Documentation ¶
Index ¶
- func AnalyzeFunc(fn *ir.Func, canInline func(*ir.Func), budgetForFunc func(*ir.Func) int32, ...)
- func BudgetExpansion(maxBudget int32) int32
- func DumpFuncProps(fn *ir.Func, dumpfile string)
- func DumpInlCallSiteScores(profile *pgoir.Profile, ...)
- func Enabled() bool
- func EncodeCallSiteKey(cs *CallSite) string
- func GetCallSiteScore(fn *ir.Func, call *ir.CallExpr) (int, bool)
- func LargestNegativeScoreAdjustment(fn *ir.Func, props *FuncProps) int
- func LargestPositiveScoreAdjustment(fn *ir.Func) int
- func ScoreCalls(fn *ir.Func)
- func ScoreCallsCleanup()
- func SetupScoreAdjustments()
- func ShouldFoldIfNameConstant(n ir.Node, names []*ir.Name) bool
- func TearDown()
- func UnitTesting() bool
- func UpdateCallsiteTable(callerfn *ir.Func, n *ir.CallExpr, ic *ir.InlinedCallExpr)
- type ActualExprPropBits
- type CSPropBits
- type CallSite
- type CallSiteTab
- type FuncPropBits
- type FuncProps
- type ParamPropBits
- type ResultPropBits
Constants ¶
This section is empty.
Variables ¶
This section is empty.
Functions ¶
func AnalyzeFunc ¶
func AnalyzeFunc(fn *ir.Func, canInline func(*ir.Func), budgetForFunc func(*ir.Func) int32, inlineMaxBudget int)

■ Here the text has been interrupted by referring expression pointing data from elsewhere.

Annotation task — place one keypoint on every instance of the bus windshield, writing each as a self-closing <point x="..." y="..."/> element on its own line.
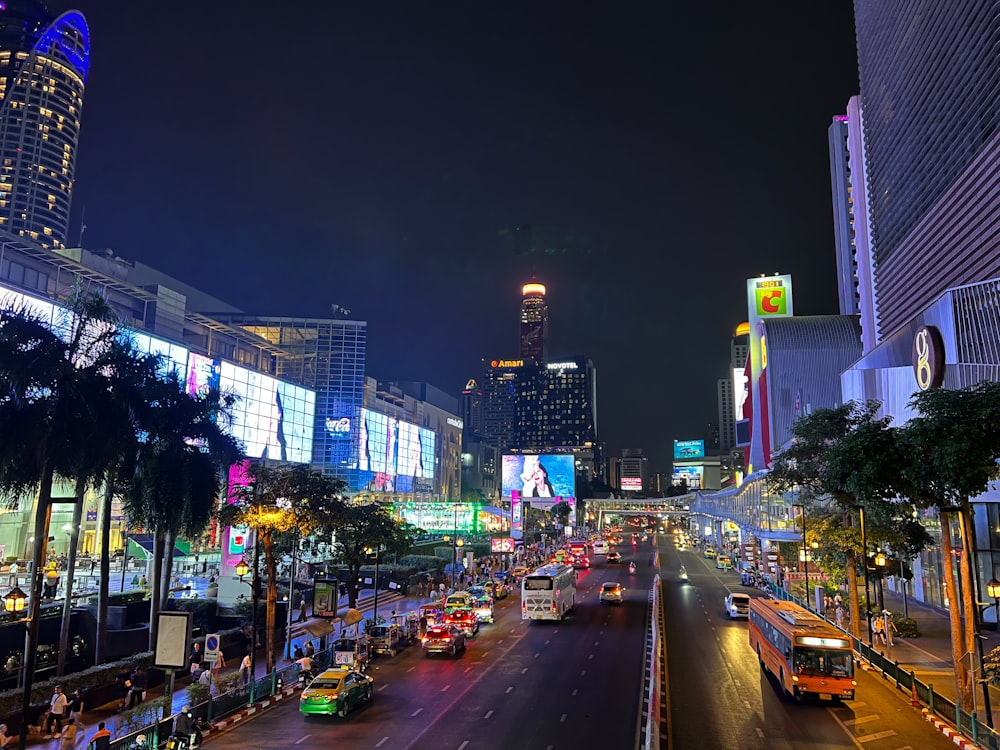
<point x="823" y="662"/>
<point x="533" y="583"/>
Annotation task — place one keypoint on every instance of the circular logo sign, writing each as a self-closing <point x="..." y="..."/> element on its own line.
<point x="928" y="358"/>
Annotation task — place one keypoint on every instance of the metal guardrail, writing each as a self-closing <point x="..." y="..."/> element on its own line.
<point x="907" y="682"/>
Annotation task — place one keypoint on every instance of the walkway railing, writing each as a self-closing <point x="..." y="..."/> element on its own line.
<point x="906" y="681"/>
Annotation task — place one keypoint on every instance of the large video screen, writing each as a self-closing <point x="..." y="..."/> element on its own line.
<point x="398" y="455"/>
<point x="534" y="475"/>
<point x="273" y="418"/>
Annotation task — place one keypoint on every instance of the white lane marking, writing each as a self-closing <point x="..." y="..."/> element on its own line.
<point x="862" y="720"/>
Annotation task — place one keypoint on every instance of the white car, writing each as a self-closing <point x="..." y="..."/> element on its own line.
<point x="737" y="605"/>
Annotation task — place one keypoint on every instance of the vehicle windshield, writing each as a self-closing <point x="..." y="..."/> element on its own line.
<point x="816" y="661"/>
<point x="537" y="583"/>
<point x="326" y="683"/>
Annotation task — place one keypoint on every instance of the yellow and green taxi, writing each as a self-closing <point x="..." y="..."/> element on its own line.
<point x="336" y="691"/>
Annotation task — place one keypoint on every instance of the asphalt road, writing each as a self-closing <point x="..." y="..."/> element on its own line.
<point x="574" y="684"/>
<point x="720" y="698"/>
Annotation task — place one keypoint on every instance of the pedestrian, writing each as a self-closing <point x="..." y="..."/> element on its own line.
<point x="123" y="681"/>
<point x="888" y="627"/>
<point x="137" y="693"/>
<point x="57" y="709"/>
<point x="245" y="670"/>
<point x="101" y="739"/>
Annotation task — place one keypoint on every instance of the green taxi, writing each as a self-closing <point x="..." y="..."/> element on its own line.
<point x="336" y="691"/>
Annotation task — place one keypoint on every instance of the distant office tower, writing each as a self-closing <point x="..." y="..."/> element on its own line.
<point x="855" y="282"/>
<point x="930" y="94"/>
<point x="731" y="391"/>
<point x="534" y="323"/>
<point x="43" y="69"/>
<point x="556" y="405"/>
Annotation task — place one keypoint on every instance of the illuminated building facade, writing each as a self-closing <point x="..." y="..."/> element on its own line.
<point x="534" y="331"/>
<point x="43" y="70"/>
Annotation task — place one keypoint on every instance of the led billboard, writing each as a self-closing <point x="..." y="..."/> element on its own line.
<point x="533" y="475"/>
<point x="684" y="449"/>
<point x="398" y="456"/>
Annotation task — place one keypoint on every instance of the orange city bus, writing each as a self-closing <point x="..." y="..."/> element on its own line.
<point x="808" y="655"/>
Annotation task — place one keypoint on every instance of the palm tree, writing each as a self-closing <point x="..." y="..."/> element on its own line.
<point x="179" y="463"/>
<point x="280" y="500"/>
<point x="55" y="384"/>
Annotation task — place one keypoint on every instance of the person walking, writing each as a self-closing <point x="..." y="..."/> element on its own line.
<point x="57" y="709"/>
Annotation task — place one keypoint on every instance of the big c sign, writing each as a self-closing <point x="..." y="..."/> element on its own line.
<point x="928" y="358"/>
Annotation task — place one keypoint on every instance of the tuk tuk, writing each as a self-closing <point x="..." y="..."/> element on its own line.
<point x="352" y="651"/>
<point x="432" y="613"/>
<point x="409" y="627"/>
<point x="386" y="639"/>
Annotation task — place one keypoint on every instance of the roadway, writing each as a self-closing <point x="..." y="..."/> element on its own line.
<point x="526" y="685"/>
<point x="720" y="698"/>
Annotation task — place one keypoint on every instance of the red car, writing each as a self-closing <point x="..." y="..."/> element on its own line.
<point x="465" y="619"/>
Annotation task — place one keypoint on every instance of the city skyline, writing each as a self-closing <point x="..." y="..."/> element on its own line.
<point x="662" y="158"/>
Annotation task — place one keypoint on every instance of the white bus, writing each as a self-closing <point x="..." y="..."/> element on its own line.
<point x="548" y="593"/>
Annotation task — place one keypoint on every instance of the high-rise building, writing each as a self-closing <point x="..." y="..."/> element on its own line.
<point x="534" y="323"/>
<point x="930" y="97"/>
<point x="43" y="70"/>
<point x="848" y="185"/>
<point x="731" y="390"/>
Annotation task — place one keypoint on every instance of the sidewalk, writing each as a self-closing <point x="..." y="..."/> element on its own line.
<point x="108" y="713"/>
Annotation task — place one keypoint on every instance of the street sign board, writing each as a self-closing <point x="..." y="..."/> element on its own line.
<point x="212" y="647"/>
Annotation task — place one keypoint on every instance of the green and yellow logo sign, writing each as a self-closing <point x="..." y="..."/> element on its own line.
<point x="771" y="297"/>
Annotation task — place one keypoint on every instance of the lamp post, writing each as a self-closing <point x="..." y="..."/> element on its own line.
<point x="864" y="556"/>
<point x="805" y="551"/>
<point x="241" y="570"/>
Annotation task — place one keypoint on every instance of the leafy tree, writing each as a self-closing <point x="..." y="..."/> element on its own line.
<point x="366" y="527"/>
<point x="841" y="459"/>
<point x="953" y="445"/>
<point x="280" y="500"/>
<point x="57" y="386"/>
<point x="178" y="464"/>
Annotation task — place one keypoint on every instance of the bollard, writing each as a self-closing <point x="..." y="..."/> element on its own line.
<point x="914" y="699"/>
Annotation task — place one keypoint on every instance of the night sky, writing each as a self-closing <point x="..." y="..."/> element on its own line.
<point x="287" y="157"/>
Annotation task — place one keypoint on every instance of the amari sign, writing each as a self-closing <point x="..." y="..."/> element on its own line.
<point x="928" y="358"/>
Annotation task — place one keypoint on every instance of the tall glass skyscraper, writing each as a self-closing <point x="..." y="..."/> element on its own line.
<point x="930" y="91"/>
<point x="43" y="69"/>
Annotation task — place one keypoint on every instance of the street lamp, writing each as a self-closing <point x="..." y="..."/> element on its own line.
<point x="242" y="568"/>
<point x="805" y="552"/>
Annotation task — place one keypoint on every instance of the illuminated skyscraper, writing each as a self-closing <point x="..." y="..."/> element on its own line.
<point x="534" y="323"/>
<point x="43" y="69"/>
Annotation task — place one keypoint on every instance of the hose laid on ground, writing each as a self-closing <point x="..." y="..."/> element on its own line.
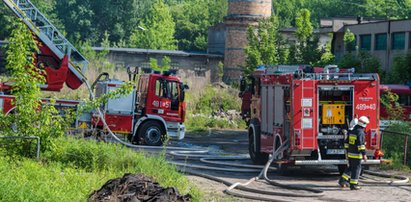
<point x="316" y="192"/>
<point x="402" y="180"/>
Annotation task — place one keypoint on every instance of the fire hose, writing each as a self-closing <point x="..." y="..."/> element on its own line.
<point x="202" y="154"/>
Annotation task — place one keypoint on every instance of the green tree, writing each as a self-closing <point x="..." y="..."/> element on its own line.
<point x="349" y="41"/>
<point x="304" y="27"/>
<point x="27" y="118"/>
<point x="327" y="57"/>
<point x="401" y="71"/>
<point x="159" y="29"/>
<point x="264" y="45"/>
<point x="306" y="50"/>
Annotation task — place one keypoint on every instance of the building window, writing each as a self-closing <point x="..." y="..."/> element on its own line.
<point x="365" y="42"/>
<point x="174" y="65"/>
<point x="200" y="70"/>
<point x="119" y="65"/>
<point x="398" y="41"/>
<point x="381" y="42"/>
<point x="145" y="65"/>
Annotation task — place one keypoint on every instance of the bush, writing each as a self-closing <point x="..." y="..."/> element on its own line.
<point x="209" y="108"/>
<point x="77" y="167"/>
<point x="401" y="71"/>
<point x="393" y="145"/>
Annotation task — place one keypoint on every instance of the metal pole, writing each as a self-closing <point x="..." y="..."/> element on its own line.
<point x="405" y="150"/>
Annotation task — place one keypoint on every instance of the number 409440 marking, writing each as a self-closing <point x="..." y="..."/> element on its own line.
<point x="366" y="107"/>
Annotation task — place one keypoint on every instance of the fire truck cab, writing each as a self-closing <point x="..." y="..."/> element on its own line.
<point x="153" y="110"/>
<point x="305" y="114"/>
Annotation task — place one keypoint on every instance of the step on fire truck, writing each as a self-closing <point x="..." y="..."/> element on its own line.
<point x="305" y="114"/>
<point x="153" y="109"/>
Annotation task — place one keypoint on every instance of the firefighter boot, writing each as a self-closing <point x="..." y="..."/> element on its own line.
<point x="343" y="183"/>
<point x="355" y="187"/>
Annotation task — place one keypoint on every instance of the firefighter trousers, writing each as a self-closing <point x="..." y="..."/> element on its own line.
<point x="352" y="172"/>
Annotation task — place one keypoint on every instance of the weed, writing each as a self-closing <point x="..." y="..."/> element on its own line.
<point x="77" y="167"/>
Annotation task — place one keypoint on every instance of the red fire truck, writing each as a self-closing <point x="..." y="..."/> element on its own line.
<point x="306" y="114"/>
<point x="153" y="109"/>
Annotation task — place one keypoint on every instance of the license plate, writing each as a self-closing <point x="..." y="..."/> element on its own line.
<point x="335" y="151"/>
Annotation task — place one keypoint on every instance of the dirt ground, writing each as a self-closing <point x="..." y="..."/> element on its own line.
<point x="324" y="178"/>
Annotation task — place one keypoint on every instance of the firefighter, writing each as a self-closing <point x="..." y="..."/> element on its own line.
<point x="356" y="153"/>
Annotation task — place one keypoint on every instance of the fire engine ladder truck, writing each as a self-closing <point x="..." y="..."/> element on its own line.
<point x="49" y="35"/>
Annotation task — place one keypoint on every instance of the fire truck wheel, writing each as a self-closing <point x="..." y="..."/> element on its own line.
<point x="152" y="133"/>
<point x="256" y="156"/>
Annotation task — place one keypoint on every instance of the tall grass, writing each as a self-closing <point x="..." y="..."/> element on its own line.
<point x="393" y="146"/>
<point x="207" y="107"/>
<point x="75" y="168"/>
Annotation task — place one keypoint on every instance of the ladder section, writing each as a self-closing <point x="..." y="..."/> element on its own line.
<point x="49" y="35"/>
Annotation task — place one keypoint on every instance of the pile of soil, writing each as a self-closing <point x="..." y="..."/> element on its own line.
<point x="136" y="188"/>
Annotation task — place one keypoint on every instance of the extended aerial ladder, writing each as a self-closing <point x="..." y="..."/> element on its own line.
<point x="62" y="62"/>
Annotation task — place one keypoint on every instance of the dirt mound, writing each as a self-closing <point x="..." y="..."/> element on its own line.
<point x="136" y="188"/>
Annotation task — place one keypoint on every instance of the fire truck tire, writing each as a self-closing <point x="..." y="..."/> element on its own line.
<point x="256" y="156"/>
<point x="341" y="168"/>
<point x="152" y="133"/>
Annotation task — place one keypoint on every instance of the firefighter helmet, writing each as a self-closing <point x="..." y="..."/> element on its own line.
<point x="363" y="121"/>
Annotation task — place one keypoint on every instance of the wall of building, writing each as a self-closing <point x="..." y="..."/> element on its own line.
<point x="241" y="14"/>
<point x="200" y="67"/>
<point x="389" y="28"/>
<point x="216" y="39"/>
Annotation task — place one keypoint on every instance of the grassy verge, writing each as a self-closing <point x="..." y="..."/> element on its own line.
<point x="74" y="168"/>
<point x="393" y="146"/>
<point x="215" y="107"/>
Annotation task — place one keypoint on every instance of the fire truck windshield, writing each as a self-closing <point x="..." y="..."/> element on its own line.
<point x="168" y="89"/>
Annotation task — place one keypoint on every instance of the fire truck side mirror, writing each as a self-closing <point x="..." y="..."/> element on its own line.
<point x="183" y="87"/>
<point x="243" y="84"/>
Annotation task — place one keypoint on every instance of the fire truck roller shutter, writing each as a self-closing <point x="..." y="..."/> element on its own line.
<point x="254" y="132"/>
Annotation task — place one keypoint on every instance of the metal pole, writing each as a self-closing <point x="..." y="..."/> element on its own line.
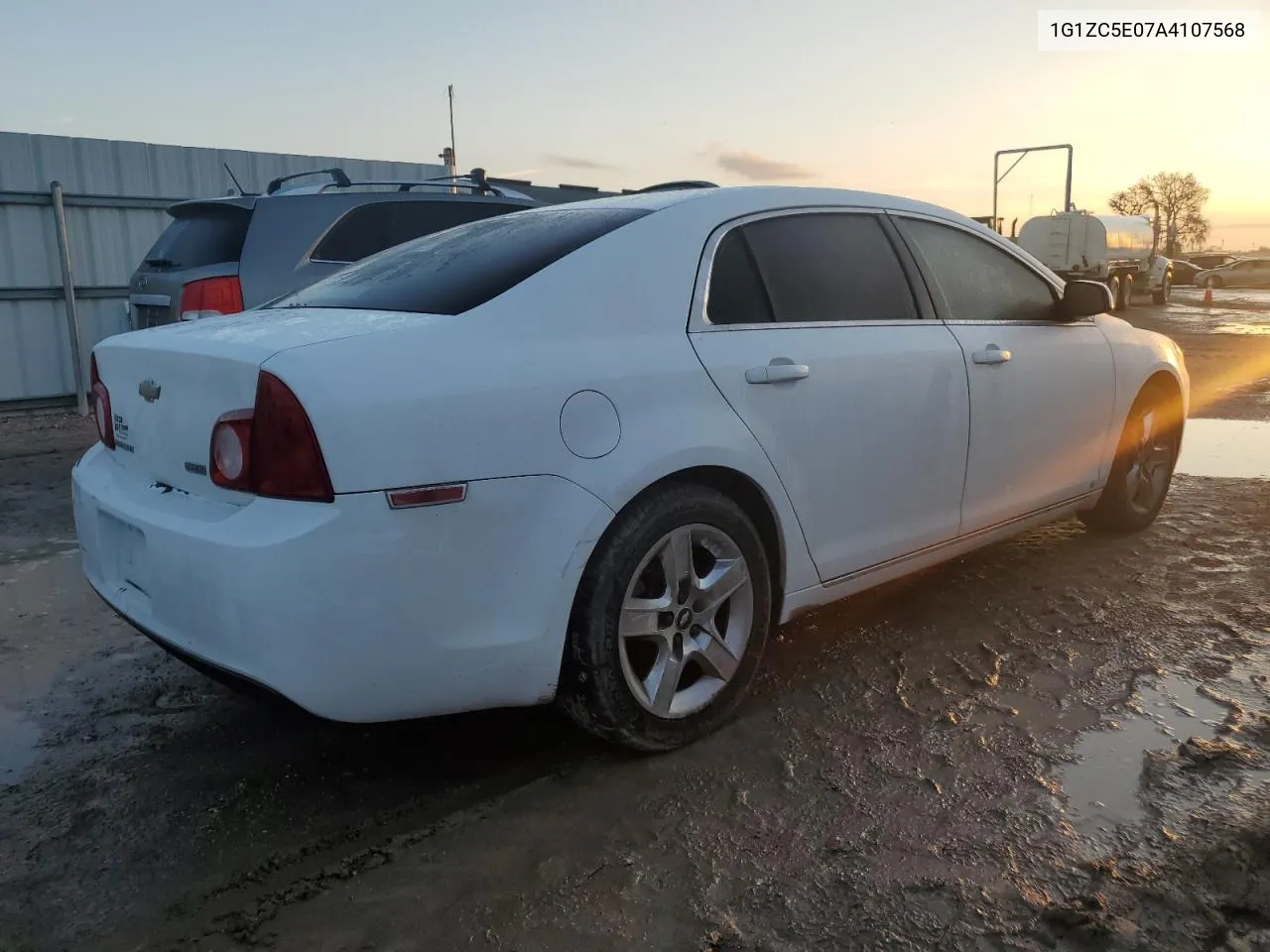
<point x="453" y="154"/>
<point x="64" y="250"/>
<point x="1067" y="195"/>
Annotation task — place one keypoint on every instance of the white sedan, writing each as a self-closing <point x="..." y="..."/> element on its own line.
<point x="594" y="453"/>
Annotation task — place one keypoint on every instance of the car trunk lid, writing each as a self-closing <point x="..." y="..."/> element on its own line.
<point x="168" y="386"/>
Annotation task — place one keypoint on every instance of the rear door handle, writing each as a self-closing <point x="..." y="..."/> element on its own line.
<point x="991" y="354"/>
<point x="779" y="370"/>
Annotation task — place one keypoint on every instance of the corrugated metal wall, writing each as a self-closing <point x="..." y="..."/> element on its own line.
<point x="116" y="194"/>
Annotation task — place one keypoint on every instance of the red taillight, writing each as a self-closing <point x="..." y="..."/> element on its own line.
<point x="271" y="449"/>
<point x="211" y="298"/>
<point x="100" y="400"/>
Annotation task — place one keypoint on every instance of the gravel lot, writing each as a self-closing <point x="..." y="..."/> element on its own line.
<point x="1062" y="742"/>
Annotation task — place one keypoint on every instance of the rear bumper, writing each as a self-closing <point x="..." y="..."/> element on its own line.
<point x="350" y="610"/>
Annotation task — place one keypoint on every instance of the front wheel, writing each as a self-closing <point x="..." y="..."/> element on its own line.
<point x="670" y="621"/>
<point x="1143" y="466"/>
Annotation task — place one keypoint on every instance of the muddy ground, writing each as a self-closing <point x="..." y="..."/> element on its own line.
<point x="1062" y="742"/>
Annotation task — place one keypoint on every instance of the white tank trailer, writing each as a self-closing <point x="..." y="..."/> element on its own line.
<point x="1115" y="249"/>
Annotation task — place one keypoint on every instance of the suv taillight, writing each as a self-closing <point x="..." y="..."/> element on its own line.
<point x="100" y="399"/>
<point x="270" y="449"/>
<point x="211" y="298"/>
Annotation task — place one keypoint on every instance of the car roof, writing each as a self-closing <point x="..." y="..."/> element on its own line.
<point x="373" y="191"/>
<point x="735" y="200"/>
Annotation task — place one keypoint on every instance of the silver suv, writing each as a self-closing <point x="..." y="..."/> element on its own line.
<point x="223" y="255"/>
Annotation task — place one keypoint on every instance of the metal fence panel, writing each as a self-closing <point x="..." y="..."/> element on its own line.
<point x="116" y="194"/>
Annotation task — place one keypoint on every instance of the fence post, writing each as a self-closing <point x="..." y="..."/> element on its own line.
<point x="64" y="250"/>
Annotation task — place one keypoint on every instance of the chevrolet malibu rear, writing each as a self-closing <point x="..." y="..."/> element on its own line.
<point x="594" y="453"/>
<point x="299" y="497"/>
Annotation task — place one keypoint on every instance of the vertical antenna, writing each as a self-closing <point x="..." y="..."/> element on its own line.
<point x="453" y="155"/>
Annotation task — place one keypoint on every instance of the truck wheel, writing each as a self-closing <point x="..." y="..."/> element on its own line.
<point x="1116" y="299"/>
<point x="1125" y="293"/>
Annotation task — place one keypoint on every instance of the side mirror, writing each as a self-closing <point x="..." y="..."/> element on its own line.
<point x="1084" y="298"/>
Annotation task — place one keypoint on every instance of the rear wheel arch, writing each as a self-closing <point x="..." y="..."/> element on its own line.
<point x="752" y="499"/>
<point x="742" y="490"/>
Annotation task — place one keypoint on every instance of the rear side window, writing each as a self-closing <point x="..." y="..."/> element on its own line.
<point x="737" y="294"/>
<point x="461" y="268"/>
<point x="979" y="282"/>
<point x="375" y="226"/>
<point x="820" y="267"/>
<point x="200" y="239"/>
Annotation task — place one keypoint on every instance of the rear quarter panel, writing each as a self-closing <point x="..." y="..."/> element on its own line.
<point x="480" y="395"/>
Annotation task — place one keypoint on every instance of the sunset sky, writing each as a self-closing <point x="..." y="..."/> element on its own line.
<point x="910" y="98"/>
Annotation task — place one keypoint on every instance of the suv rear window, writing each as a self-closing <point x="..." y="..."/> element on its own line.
<point x="461" y="268"/>
<point x="377" y="225"/>
<point x="199" y="239"/>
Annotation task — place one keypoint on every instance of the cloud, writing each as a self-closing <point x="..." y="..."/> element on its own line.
<point x="572" y="162"/>
<point x="757" y="168"/>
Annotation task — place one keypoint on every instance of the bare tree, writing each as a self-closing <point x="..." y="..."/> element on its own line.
<point x="1175" y="200"/>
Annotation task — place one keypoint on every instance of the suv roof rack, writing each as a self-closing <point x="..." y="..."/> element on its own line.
<point x="474" y="181"/>
<point x="671" y="186"/>
<point x="336" y="176"/>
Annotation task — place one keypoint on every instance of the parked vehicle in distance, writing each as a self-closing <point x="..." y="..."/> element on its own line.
<point x="502" y="466"/>
<point x="1207" y="262"/>
<point x="1185" y="272"/>
<point x="1243" y="273"/>
<point x="1116" y="249"/>
<point x="223" y="255"/>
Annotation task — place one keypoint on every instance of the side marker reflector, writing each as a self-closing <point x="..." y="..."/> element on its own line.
<point x="427" y="495"/>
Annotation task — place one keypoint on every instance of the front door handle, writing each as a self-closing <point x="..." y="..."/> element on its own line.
<point x="779" y="370"/>
<point x="991" y="354"/>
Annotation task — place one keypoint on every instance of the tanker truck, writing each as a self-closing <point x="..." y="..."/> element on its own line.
<point x="1116" y="249"/>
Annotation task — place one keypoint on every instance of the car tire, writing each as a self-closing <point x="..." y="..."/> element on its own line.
<point x="629" y="624"/>
<point x="1143" y="467"/>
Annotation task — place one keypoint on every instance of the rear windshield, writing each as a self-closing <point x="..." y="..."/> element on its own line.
<point x="212" y="236"/>
<point x="458" y="270"/>
<point x="377" y="225"/>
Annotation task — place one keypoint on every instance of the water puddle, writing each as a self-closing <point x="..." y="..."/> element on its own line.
<point x="18" y="740"/>
<point x="1229" y="448"/>
<point x="1102" y="785"/>
<point x="1254" y="329"/>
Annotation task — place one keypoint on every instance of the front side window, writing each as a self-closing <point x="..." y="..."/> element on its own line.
<point x="978" y="281"/>
<point x="808" y="268"/>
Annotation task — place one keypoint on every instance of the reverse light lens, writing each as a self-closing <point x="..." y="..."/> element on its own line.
<point x="227" y="452"/>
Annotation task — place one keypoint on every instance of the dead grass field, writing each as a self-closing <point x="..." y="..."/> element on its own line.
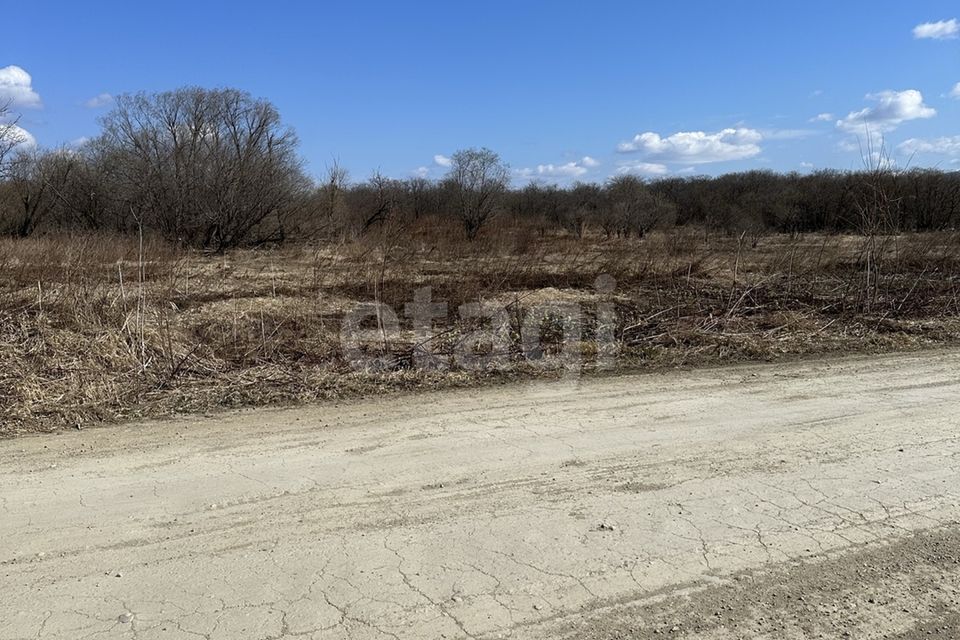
<point x="96" y="328"/>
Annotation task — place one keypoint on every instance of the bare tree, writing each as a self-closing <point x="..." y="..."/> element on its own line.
<point x="10" y="136"/>
<point x="213" y="168"/>
<point x="477" y="178"/>
<point x="634" y="208"/>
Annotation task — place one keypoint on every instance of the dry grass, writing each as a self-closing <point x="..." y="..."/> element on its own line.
<point x="96" y="328"/>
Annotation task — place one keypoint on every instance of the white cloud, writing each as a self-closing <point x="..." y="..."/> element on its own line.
<point x="787" y="134"/>
<point x="16" y="87"/>
<point x="893" y="108"/>
<point x="643" y="169"/>
<point x="99" y="101"/>
<point x="564" y="171"/>
<point x="942" y="30"/>
<point x="948" y="146"/>
<point x="696" y="147"/>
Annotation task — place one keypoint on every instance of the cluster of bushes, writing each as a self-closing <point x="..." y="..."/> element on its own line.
<point x="217" y="168"/>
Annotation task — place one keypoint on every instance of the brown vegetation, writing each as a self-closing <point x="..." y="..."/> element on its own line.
<point x="99" y="328"/>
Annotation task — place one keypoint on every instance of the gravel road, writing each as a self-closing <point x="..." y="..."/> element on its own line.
<point x="812" y="499"/>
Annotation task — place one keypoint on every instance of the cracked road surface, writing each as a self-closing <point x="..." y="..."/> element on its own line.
<point x="770" y="501"/>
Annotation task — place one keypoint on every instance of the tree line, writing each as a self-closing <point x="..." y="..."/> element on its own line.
<point x="218" y="168"/>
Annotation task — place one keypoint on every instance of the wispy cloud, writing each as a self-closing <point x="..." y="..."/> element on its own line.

AnalyzeFunc computes function properties for fn and its contained closures, updating the global 'fpmap' table. It is assumed that "CanInline" has been run on fn and on the closures that feed directly into calls; other closures not directly called will also be checked inlinability for inlinability here in case they are returned as a result.
func BudgetExpansion ¶
BudgetExpansion returns the amount to relax/expand the base inlining budget when the new inliner is turned on; the inliner will add the returned value to the hairiness budget.
Background: with the new inliner, the score for a given callsite can be adjusted down by some amount due to heuristics, however we won't know whether this is going to happen until much later after the CanInline call. This function returns the amount to relax the budget initially (to allow for a large score adjustment); later on in RevisitInlinability we'll look at each individual function to demote it if needed.
func DumpFuncProps ¶
DumpFuncProps computes and caches function properties for the func 'fn', writing out a description of the previously computed set of properties to the file given in 'dumpfile'. Used for the "-d=dumpinlfuncprops=..." command line flag, intended for use primarily in unit testing.
func DumpInlCallSiteScores ¶
func DumpInlCallSiteScores(profile *pgoir.Profile, budgetCallback func(fn *ir.Func, profile *pgoir.Profile) (int32, bool))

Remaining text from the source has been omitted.